Keterangan: Jajaran perwira TNI Angkatan Laut dari Lantamal III Jakarta menyambut kedatangan tiga kapal perang Angkatan Laut China di Pelabuhan Tanjung Priok, Jakarta, Selasa (24/12/2024). Foto: ANTARA/HO-Dinas Penerangan Lantamal III Jakarta.
Oleh: Fadjar Pratikto
Sepuluh tahun lalu, Serikat Pekerja Jakarta International Container Terminal (JICT) dengan tegas menolak perpanjangan pengelolaan JICT kepada Hutchison Port Holding (HPH) Group selama 20 tahun ke depan sampai 2039. Berkali-kali mereka menggelar aksi mempersoalkan pelanggaran yang dilakukan oleh PT. Pelabuhan Indonesia (Pelindo II) terkait dengan perpanjangan konsesi dengan perusahaan asal Hong Kong/ Tiongkok tersebut.
Aneh memang, konsesi HPH Group yang seharusnya baru akan berakhir pada 2019 sudah diperpanjang oleh Pelindo II pada tahun 2014. Momentum politik transisi pergantian presiden dari Susilo Bambang Yudhoyono ke Joko Widodo pada 2014 dimanfaatkan betul untuk memperpanjang konsesi dengan menampikan temuan BPK tentang kerugian negara sebesar Rp 4 trilun. Saat itu SP JICT merasa perlu menolak kebijakan perpanjangan kontrak tersebut karena menyangkut kepentingan yang lebih besar yaitu kedaulatan bangsa dan negara sekaligus demi tegaknya hukum di Indonesia.
Harus diakui pada dua dekade terakhir, investasi asing di sektor pelabuhan Indonesia telah meningkat secara signifikan.
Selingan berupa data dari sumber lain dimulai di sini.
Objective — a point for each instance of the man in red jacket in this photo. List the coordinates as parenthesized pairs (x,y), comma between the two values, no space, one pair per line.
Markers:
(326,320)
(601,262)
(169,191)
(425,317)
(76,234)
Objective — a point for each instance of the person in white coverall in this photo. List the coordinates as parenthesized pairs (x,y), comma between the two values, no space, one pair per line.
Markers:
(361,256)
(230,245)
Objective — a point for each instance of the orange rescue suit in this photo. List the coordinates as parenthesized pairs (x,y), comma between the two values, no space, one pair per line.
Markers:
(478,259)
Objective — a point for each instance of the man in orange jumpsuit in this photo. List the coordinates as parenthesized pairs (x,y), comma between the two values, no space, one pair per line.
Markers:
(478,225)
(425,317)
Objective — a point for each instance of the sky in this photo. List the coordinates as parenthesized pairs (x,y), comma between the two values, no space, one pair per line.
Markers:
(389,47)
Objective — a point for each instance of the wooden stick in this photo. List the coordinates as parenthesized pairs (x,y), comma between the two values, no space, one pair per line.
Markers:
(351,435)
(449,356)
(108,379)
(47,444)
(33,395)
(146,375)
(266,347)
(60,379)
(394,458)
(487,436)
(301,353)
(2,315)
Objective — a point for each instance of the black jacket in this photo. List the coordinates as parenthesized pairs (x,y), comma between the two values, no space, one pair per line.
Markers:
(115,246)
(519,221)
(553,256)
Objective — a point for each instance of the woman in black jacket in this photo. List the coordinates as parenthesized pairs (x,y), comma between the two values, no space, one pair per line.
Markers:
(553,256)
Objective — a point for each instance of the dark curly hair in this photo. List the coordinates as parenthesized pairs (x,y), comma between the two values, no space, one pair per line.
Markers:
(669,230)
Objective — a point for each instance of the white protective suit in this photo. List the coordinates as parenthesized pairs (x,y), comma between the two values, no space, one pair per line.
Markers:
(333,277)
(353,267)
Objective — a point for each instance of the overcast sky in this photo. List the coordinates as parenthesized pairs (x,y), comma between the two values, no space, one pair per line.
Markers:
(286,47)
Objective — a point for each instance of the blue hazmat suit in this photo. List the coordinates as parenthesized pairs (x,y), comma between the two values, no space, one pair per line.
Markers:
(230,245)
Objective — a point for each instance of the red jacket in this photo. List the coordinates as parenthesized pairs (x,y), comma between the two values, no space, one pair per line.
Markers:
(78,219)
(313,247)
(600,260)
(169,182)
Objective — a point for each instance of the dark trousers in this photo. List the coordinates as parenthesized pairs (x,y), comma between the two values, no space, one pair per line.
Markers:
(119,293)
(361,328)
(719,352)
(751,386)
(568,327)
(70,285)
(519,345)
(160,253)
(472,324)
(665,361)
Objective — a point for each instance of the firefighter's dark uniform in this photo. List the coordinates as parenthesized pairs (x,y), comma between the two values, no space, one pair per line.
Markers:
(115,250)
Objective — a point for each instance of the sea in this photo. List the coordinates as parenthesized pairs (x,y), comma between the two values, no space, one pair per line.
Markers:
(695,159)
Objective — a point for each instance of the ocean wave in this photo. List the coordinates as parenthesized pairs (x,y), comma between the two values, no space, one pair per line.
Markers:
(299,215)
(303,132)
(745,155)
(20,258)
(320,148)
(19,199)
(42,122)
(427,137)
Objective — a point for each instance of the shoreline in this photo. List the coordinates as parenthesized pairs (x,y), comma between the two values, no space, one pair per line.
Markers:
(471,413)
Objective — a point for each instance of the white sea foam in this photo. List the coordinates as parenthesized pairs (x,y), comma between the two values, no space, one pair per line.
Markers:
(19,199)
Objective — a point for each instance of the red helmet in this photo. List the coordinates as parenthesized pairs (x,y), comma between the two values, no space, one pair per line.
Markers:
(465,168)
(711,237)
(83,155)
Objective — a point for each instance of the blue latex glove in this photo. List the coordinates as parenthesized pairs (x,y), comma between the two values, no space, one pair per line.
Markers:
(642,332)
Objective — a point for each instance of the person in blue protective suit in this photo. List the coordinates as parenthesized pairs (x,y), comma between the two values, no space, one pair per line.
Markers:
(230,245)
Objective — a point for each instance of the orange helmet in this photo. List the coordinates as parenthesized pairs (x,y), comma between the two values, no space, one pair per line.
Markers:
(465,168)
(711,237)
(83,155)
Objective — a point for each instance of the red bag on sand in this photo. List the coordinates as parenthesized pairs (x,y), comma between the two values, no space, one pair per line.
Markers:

Salah satu investor besarnya adalah Tiongkok, yang telah memperluas pengaruhnya di sektor pelabuhan dan pelayaran melalui perusahaannya seperti Hutchison Port dan Cosco. Investasi ini telah menimbulkan perdebatan tentang dampaknya terhadap kedaulatan negara.
Bagaimanapun, Indonesia memiliki posisi strategis sebagai negara kepulauan terbesar di dunia, dengan lebih dari 17.000 pulau dan garis pantai yang panjang. Hal ini membuat Indonesia menjadi salah satu negara dengan potensi ekonomi maritim yang besar. Namun, infrastruktur pelabuhan Indonesia masih belum memadai untuk mendukung pertumbuhan ekonomi yang cepat. Hal itulah yang menjadi alasan pemerintah menggaet investor asing khususnya dari Tiongkok.
Kiprah Investor Tiongkok
Sejak 1999, Hutchison Port Holding Group dari Hong Kong yang dimiliki oleh Hutchison Whampoa, telah berinvestasi di Pelabuhan Tanjung Priok, Jakarta, melalui anak perusahaannya– JICT. Setelah privatisasi, Pelindo II menjual sahamnya sebesar 51% kepada HPH Group, sehingga saham Pelindo II hanya sebesar 48,9% dan 0,1 persen dimiliki Koperasi Pegawai Maritim.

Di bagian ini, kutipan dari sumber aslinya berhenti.